DaimlerChrysler effort targets finance community

DaimlerChrysler said it will break a global corporate ad campaign Oct. 9 aimed at investors, the financial community and business partners.

The first phase of the all-print effort, created by Springer & Jacoby UK, London, will tout the carmaker's corporate pillars of strong global brands and broad product range. The second phase of ads will focus on technological and innovative leadership.

The automaker's last global campaign was in the fall of 1998 to announce its acquisition of Chrysler Corp. by Daimler-Benz, which was dubbed a "merger of equals." The theme of that all-print effort was "Expect the extraordinary," and had a similar target audience.

DreamWorks, Burger King ink deal for five releases

DreamWorks SKG has signed a multiyear marketing deal with Burger King Corp., a marketing partner of many DreamWorks movies, that will cover the studio's next five animated releases.

The marketing alliance is a corporate first for DreamWorks and is estimated, according to marketing executives, to be worth between $100 million and $120 million in paid media to the studio.

Recently, the Diageo unit was the main corporate promotional sponsor on two recent DreamWorks releases, "Chicken Run" and "Shrek." Burger King will also be a partner in the Nov. 2 DVD and CD release of "Shrek." The first theatrical release under the deal is for next Memorial Day's "Spirit: Stallion of the Cimarron."

The Burger King/DreamWorks deal is similar to the alliance between Disney and McDonald's Corp.
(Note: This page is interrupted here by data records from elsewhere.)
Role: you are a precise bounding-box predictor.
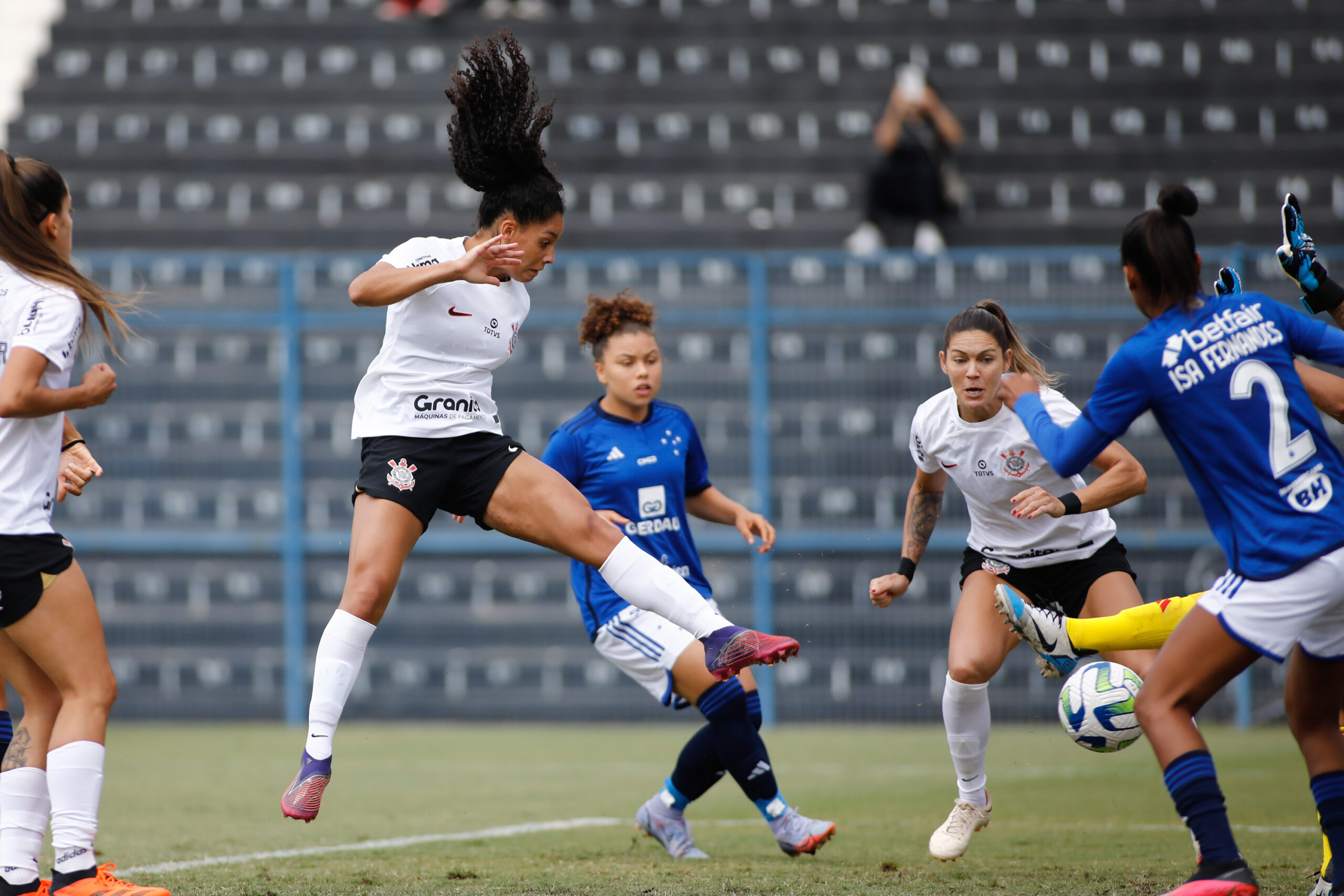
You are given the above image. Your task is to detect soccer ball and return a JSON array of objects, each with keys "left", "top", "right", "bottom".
[{"left": 1059, "top": 662, "right": 1144, "bottom": 752}]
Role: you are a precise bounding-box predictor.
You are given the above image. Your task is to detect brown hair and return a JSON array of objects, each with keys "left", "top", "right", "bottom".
[
  {"left": 1119, "top": 184, "right": 1200, "bottom": 312},
  {"left": 0, "top": 151, "right": 134, "bottom": 353},
  {"left": 579, "top": 289, "right": 658, "bottom": 361},
  {"left": 942, "top": 298, "right": 1059, "bottom": 388}
]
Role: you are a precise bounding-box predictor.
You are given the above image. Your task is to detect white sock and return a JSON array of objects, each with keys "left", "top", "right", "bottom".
[
  {"left": 598, "top": 539, "right": 732, "bottom": 638},
  {"left": 0, "top": 766, "right": 51, "bottom": 884},
  {"left": 47, "top": 740, "right": 108, "bottom": 874},
  {"left": 942, "top": 673, "right": 989, "bottom": 806},
  {"left": 304, "top": 610, "right": 377, "bottom": 759}
]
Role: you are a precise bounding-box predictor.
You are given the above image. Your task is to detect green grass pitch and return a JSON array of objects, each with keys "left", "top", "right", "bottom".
[{"left": 98, "top": 721, "right": 1320, "bottom": 896}]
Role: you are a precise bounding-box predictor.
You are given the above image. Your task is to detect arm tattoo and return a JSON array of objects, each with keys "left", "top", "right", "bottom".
[
  {"left": 0, "top": 723, "right": 32, "bottom": 771},
  {"left": 900, "top": 492, "right": 942, "bottom": 563}
]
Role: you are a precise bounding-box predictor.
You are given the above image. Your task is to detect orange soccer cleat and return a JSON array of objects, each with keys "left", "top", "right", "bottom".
[{"left": 50, "top": 862, "right": 170, "bottom": 896}]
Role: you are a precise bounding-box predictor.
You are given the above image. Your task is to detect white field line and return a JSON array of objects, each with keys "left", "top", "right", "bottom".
[
  {"left": 117, "top": 817, "right": 1320, "bottom": 874},
  {"left": 117, "top": 818, "right": 631, "bottom": 874}
]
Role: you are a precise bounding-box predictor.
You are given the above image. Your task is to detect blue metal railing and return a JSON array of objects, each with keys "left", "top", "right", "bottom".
[{"left": 70, "top": 247, "right": 1285, "bottom": 724}]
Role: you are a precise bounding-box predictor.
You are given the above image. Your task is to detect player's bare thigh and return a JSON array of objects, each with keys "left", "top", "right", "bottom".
[
  {"left": 340, "top": 494, "right": 425, "bottom": 625},
  {"left": 485, "top": 452, "right": 625, "bottom": 567},
  {"left": 948, "top": 570, "right": 1017, "bottom": 685},
  {"left": 672, "top": 641, "right": 755, "bottom": 704},
  {"left": 1078, "top": 570, "right": 1157, "bottom": 678}
]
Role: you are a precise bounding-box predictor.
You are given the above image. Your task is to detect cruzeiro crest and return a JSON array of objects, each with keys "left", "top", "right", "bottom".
[
  {"left": 999, "top": 449, "right": 1031, "bottom": 480},
  {"left": 387, "top": 458, "right": 415, "bottom": 492}
]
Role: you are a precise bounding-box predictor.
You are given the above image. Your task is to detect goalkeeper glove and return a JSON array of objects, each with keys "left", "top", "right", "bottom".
[
  {"left": 1277, "top": 194, "right": 1344, "bottom": 314},
  {"left": 1214, "top": 267, "right": 1242, "bottom": 296}
]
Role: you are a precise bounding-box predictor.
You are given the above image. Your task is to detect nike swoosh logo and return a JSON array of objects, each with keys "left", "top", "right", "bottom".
[{"left": 1031, "top": 619, "right": 1055, "bottom": 653}]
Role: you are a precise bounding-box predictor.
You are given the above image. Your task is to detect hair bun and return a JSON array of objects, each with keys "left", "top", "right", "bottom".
[{"left": 1157, "top": 184, "right": 1199, "bottom": 218}]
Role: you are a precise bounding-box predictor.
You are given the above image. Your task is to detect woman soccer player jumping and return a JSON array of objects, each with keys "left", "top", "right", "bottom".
[
  {"left": 281, "top": 31, "right": 799, "bottom": 821},
  {"left": 0, "top": 152, "right": 168, "bottom": 896},
  {"left": 869, "top": 301, "right": 1152, "bottom": 861},
  {"left": 542, "top": 293, "right": 836, "bottom": 858},
  {"left": 1000, "top": 187, "right": 1344, "bottom": 896}
]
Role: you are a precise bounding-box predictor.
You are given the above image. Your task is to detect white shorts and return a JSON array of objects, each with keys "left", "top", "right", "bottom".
[
  {"left": 593, "top": 599, "right": 719, "bottom": 709},
  {"left": 1199, "top": 548, "right": 1344, "bottom": 662}
]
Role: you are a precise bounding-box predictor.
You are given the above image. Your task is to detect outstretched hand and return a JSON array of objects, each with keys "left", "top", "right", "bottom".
[
  {"left": 999, "top": 372, "right": 1040, "bottom": 411},
  {"left": 457, "top": 234, "right": 523, "bottom": 286}
]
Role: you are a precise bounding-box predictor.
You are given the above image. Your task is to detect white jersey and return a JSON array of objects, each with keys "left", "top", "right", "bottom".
[
  {"left": 910, "top": 388, "right": 1116, "bottom": 568},
  {"left": 351, "top": 236, "right": 531, "bottom": 439},
  {"left": 0, "top": 260, "right": 83, "bottom": 535}
]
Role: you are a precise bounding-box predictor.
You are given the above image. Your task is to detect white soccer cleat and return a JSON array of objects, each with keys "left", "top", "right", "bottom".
[
  {"left": 929, "top": 790, "right": 994, "bottom": 862},
  {"left": 770, "top": 807, "right": 836, "bottom": 858},
  {"left": 994, "top": 584, "right": 1097, "bottom": 678},
  {"left": 634, "top": 797, "right": 710, "bottom": 858}
]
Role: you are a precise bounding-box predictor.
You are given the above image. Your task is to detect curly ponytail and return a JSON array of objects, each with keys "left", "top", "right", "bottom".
[
  {"left": 579, "top": 289, "right": 658, "bottom": 361},
  {"left": 0, "top": 151, "right": 134, "bottom": 353},
  {"left": 942, "top": 298, "right": 1059, "bottom": 388},
  {"left": 444, "top": 28, "right": 564, "bottom": 228}
]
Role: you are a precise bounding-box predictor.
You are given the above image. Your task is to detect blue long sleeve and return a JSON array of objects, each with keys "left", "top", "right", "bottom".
[{"left": 1013, "top": 392, "right": 1113, "bottom": 476}]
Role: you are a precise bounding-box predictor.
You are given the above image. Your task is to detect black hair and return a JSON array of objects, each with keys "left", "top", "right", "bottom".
[
  {"left": 1119, "top": 184, "right": 1199, "bottom": 310},
  {"left": 444, "top": 28, "right": 564, "bottom": 228},
  {"left": 942, "top": 298, "right": 1059, "bottom": 387},
  {"left": 579, "top": 296, "right": 657, "bottom": 361}
]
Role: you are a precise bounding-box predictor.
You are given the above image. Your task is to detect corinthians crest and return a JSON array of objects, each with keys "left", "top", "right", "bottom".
[
  {"left": 999, "top": 449, "right": 1031, "bottom": 480},
  {"left": 387, "top": 458, "right": 415, "bottom": 492}
]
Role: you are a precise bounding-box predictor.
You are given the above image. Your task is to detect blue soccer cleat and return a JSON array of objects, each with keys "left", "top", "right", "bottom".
[
  {"left": 700, "top": 626, "right": 799, "bottom": 681},
  {"left": 634, "top": 797, "right": 710, "bottom": 858},
  {"left": 994, "top": 584, "right": 1097, "bottom": 678},
  {"left": 279, "top": 750, "right": 332, "bottom": 822}
]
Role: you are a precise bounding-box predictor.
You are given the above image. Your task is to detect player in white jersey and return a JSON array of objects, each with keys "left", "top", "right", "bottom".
[
  {"left": 278, "top": 31, "right": 799, "bottom": 822},
  {"left": 0, "top": 152, "right": 168, "bottom": 896},
  {"left": 869, "top": 301, "right": 1154, "bottom": 861}
]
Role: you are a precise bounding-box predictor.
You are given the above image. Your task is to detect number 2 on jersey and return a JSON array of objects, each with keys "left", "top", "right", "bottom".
[{"left": 1230, "top": 360, "right": 1316, "bottom": 478}]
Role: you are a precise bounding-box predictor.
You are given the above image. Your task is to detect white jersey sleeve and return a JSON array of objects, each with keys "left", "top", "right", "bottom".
[
  {"left": 910, "top": 406, "right": 939, "bottom": 473},
  {"left": 379, "top": 236, "right": 444, "bottom": 267},
  {"left": 9, "top": 289, "right": 83, "bottom": 373}
]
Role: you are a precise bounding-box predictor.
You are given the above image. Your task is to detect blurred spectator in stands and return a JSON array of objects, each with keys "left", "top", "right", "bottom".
[
  {"left": 374, "top": 0, "right": 450, "bottom": 22},
  {"left": 845, "top": 65, "right": 967, "bottom": 255}
]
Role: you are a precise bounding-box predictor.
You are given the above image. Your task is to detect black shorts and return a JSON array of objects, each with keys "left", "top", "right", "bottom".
[
  {"left": 0, "top": 533, "right": 75, "bottom": 629},
  {"left": 351, "top": 433, "right": 523, "bottom": 529},
  {"left": 961, "top": 537, "right": 1138, "bottom": 619}
]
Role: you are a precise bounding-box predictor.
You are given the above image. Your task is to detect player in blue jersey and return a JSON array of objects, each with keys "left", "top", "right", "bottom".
[
  {"left": 542, "top": 291, "right": 835, "bottom": 858},
  {"left": 1000, "top": 187, "right": 1344, "bottom": 896}
]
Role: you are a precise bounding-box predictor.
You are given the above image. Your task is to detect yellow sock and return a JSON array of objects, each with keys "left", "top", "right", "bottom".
[{"left": 1065, "top": 591, "right": 1203, "bottom": 651}]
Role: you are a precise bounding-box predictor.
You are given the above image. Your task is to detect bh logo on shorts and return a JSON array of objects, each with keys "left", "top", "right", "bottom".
[
  {"left": 1279, "top": 463, "right": 1335, "bottom": 513},
  {"left": 980, "top": 557, "right": 1012, "bottom": 575},
  {"left": 387, "top": 458, "right": 415, "bottom": 492},
  {"left": 638, "top": 485, "right": 668, "bottom": 520},
  {"left": 999, "top": 449, "right": 1031, "bottom": 480}
]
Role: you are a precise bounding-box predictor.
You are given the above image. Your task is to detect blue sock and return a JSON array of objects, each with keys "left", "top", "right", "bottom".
[
  {"left": 696, "top": 678, "right": 785, "bottom": 821},
  {"left": 1312, "top": 771, "right": 1344, "bottom": 892},
  {"left": 668, "top": 690, "right": 761, "bottom": 810},
  {"left": 668, "top": 725, "right": 727, "bottom": 809},
  {"left": 747, "top": 690, "right": 762, "bottom": 731},
  {"left": 0, "top": 709, "right": 14, "bottom": 759},
  {"left": 1162, "top": 750, "right": 1242, "bottom": 864}
]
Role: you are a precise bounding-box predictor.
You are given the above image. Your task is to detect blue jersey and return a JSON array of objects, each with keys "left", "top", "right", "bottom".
[
  {"left": 1015, "top": 293, "right": 1344, "bottom": 581},
  {"left": 542, "top": 400, "right": 712, "bottom": 639}
]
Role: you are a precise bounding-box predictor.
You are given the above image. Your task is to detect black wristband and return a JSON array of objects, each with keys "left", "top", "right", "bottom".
[
  {"left": 897, "top": 557, "right": 917, "bottom": 582},
  {"left": 1303, "top": 268, "right": 1344, "bottom": 314}
]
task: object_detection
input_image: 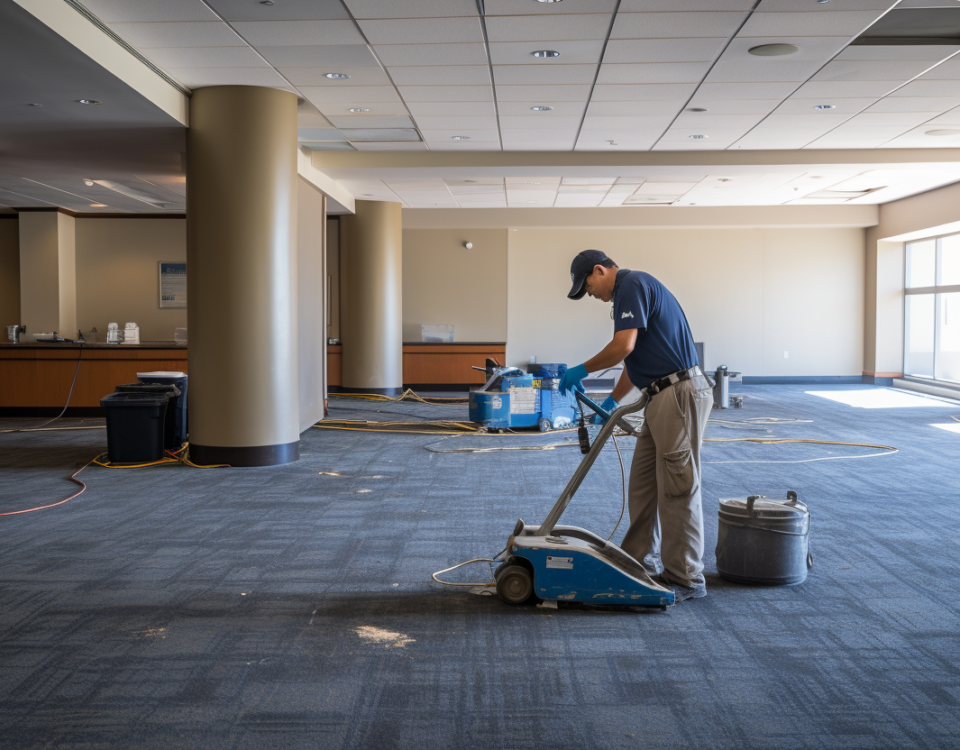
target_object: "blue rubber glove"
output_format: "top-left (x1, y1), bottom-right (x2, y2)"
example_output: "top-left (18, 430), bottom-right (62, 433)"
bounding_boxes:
top-left (560, 365), bottom-right (587, 395)
top-left (593, 396), bottom-right (620, 424)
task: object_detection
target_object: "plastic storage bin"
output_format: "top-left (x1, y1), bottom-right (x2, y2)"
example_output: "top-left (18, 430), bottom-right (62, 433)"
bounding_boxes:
top-left (115, 383), bottom-right (184, 450)
top-left (137, 370), bottom-right (189, 448)
top-left (100, 393), bottom-right (170, 464)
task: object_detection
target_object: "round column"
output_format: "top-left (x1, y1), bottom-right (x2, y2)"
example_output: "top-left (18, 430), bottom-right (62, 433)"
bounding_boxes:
top-left (340, 201), bottom-right (403, 396)
top-left (187, 86), bottom-right (300, 466)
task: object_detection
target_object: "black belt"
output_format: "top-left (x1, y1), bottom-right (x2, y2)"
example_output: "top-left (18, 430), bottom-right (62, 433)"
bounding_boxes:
top-left (643, 365), bottom-right (703, 396)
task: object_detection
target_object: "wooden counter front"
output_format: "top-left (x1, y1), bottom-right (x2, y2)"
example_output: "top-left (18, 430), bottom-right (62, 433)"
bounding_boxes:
top-left (0, 344), bottom-right (187, 409)
top-left (327, 343), bottom-right (507, 389)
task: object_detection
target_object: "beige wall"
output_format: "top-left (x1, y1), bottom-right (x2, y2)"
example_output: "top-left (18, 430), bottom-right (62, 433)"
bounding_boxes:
top-left (0, 216), bottom-right (21, 324)
top-left (77, 218), bottom-right (189, 341)
top-left (297, 178), bottom-right (327, 432)
top-left (403, 229), bottom-right (510, 342)
top-left (327, 217), bottom-right (340, 339)
top-left (507, 228), bottom-right (864, 377)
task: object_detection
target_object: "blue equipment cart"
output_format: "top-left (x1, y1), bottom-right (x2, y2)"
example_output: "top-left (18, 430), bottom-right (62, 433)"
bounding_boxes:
top-left (470, 359), bottom-right (580, 432)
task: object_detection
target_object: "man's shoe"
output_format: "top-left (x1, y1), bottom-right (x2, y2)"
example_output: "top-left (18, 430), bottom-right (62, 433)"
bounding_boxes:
top-left (653, 575), bottom-right (707, 604)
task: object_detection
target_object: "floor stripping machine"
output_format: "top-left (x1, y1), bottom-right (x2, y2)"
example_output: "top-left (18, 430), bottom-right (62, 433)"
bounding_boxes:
top-left (494, 391), bottom-right (674, 609)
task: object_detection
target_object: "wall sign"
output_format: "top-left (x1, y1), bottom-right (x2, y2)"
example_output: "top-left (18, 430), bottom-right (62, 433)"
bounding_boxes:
top-left (160, 261), bottom-right (187, 310)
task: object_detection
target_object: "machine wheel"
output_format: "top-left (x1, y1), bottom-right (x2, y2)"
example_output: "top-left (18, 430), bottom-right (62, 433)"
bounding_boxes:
top-left (496, 565), bottom-right (533, 604)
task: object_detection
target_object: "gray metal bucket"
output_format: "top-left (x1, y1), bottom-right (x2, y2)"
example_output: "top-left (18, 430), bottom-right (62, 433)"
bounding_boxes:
top-left (717, 492), bottom-right (813, 586)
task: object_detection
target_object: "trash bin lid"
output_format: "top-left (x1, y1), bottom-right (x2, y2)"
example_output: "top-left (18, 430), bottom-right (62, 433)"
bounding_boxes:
top-left (115, 383), bottom-right (181, 398)
top-left (720, 497), bottom-right (809, 518)
top-left (100, 391), bottom-right (173, 408)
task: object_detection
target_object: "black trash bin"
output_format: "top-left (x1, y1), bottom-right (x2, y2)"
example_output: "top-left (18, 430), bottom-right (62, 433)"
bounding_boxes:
top-left (137, 370), bottom-right (188, 448)
top-left (100, 393), bottom-right (170, 464)
top-left (116, 383), bottom-right (183, 450)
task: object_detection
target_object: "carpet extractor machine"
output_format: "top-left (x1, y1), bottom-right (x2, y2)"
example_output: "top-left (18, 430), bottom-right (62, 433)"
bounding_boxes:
top-left (494, 391), bottom-right (674, 609)
top-left (470, 359), bottom-right (580, 432)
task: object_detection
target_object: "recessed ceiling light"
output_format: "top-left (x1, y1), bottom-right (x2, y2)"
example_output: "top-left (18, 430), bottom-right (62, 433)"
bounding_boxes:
top-left (747, 43), bottom-right (800, 57)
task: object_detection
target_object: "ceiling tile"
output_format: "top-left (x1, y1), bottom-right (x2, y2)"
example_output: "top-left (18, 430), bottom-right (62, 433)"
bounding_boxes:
top-left (278, 65), bottom-right (391, 88)
top-left (603, 37), bottom-right (727, 64)
top-left (353, 141), bottom-right (429, 151)
top-left (110, 21), bottom-right (247, 50)
top-left (398, 86), bottom-right (493, 102)
top-left (417, 115), bottom-right (497, 130)
top-left (357, 16), bottom-right (483, 46)
top-left (257, 44), bottom-right (380, 70)
top-left (486, 13), bottom-right (610, 42)
top-left (84, 0), bottom-right (220, 24)
top-left (587, 100), bottom-right (683, 118)
top-left (497, 100), bottom-right (585, 119)
top-left (497, 85), bottom-right (599, 102)
top-left (793, 81), bottom-right (903, 98)
top-left (687, 95), bottom-right (788, 115)
top-left (408, 102), bottom-right (503, 117)
top-left (327, 114), bottom-right (413, 128)
top-left (597, 62), bottom-right (710, 85)
top-left (500, 112), bottom-right (581, 133)
top-left (738, 11), bottom-right (883, 41)
top-left (620, 0), bottom-right (756, 13)
top-left (300, 86), bottom-right (399, 104)
top-left (209, 0), bottom-right (350, 21)
top-left (143, 46), bottom-right (268, 68)
top-left (483, 0), bottom-right (617, 17)
top-left (591, 83), bottom-right (697, 103)
top-left (837, 44), bottom-right (960, 62)
top-left (167, 68), bottom-right (288, 88)
top-left (233, 21), bottom-right (364, 47)
top-left (390, 65), bottom-right (490, 86)
top-left (490, 39), bottom-right (609, 67)
top-left (867, 93), bottom-right (960, 112)
top-left (344, 0), bottom-right (477, 19)
top-left (811, 60), bottom-right (933, 81)
top-left (493, 65), bottom-right (597, 86)
top-left (610, 11), bottom-right (745, 39)
top-left (697, 81), bottom-right (797, 99)
top-left (376, 42), bottom-right (487, 67)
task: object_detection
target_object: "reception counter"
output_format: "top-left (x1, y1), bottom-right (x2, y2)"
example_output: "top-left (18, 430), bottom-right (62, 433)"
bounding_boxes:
top-left (327, 342), bottom-right (507, 391)
top-left (0, 341), bottom-right (187, 415)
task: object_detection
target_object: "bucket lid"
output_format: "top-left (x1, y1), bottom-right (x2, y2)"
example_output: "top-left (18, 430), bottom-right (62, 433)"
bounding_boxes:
top-left (720, 492), bottom-right (809, 518)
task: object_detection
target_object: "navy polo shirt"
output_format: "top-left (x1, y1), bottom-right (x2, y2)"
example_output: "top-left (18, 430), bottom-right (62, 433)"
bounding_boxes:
top-left (613, 270), bottom-right (697, 388)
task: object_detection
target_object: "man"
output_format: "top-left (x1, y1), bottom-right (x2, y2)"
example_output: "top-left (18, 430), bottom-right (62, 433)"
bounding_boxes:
top-left (560, 250), bottom-right (713, 602)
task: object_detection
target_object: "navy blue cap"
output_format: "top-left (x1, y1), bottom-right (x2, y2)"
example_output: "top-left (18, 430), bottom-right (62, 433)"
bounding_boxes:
top-left (567, 250), bottom-right (616, 299)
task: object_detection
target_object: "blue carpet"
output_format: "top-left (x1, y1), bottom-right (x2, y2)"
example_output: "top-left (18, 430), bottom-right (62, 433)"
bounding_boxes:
top-left (0, 385), bottom-right (960, 750)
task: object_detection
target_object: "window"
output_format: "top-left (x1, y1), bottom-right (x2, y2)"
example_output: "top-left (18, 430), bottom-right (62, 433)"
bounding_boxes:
top-left (903, 234), bottom-right (960, 383)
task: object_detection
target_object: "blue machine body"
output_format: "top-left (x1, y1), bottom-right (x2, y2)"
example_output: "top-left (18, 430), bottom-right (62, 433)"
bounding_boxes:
top-left (470, 365), bottom-right (580, 432)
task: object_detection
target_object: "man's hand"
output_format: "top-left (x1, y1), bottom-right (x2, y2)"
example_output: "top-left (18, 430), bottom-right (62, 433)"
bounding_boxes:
top-left (560, 365), bottom-right (587, 395)
top-left (593, 396), bottom-right (620, 424)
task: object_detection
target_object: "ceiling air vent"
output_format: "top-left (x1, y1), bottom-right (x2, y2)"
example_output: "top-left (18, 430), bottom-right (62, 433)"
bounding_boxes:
top-left (852, 6), bottom-right (960, 45)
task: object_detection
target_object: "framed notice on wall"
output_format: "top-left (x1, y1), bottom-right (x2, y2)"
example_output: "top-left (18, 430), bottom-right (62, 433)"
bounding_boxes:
top-left (160, 261), bottom-right (187, 310)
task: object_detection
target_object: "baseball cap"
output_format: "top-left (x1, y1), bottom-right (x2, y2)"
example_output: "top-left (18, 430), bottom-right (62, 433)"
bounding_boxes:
top-left (567, 250), bottom-right (616, 299)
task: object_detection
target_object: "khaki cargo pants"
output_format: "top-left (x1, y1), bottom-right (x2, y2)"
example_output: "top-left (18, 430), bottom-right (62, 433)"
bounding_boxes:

The difference is that while Burger King has a multipicture deal with DreamWorks, it is free to pursue other studios' films, whereas McDonald's is locked into an exclusive agreement with Disney.

FYI

Executive Chairman Tamara Ingram, 41, shocked the U.K. ad market by leaving Publicis Groupe's Saatchi & Saatchi, London, after 16 years to become chairman-CEO of McCann-Erickson U.K. and Ireland, part of Interpublic. She succeeds Ben Langdon, promoted to regional director for Europe, the Middle East and Africa. ... Abbott Mead Vickers BBDO, the U.K.'s third largest ad agency and part of Omnicom, cut 18 staff in its first-ever layoffs. London agency HHCL & Partners laid off 12 staff. ... Coca-Cola Co. in Germany is inviting incumbent Bcom3 Group's D'Arcy, Hamburg, and three other agencies to pitch in late October for Fanta, previously handled by Cliff Freeman & Partners in the U.S. and Europe. The U.S. business has been re-assigned to WPP Group's Ogilvy & Mather. ... Ford Motor Co.'s Ford Division expands its estimated $20 million child-safety campaign with Viacom's Nickelodeon. The division's Windstar minivan and Nickelodeon are launching clueintosafety.com, a Web site where children and their parents can learn about safety and send for a free related kit.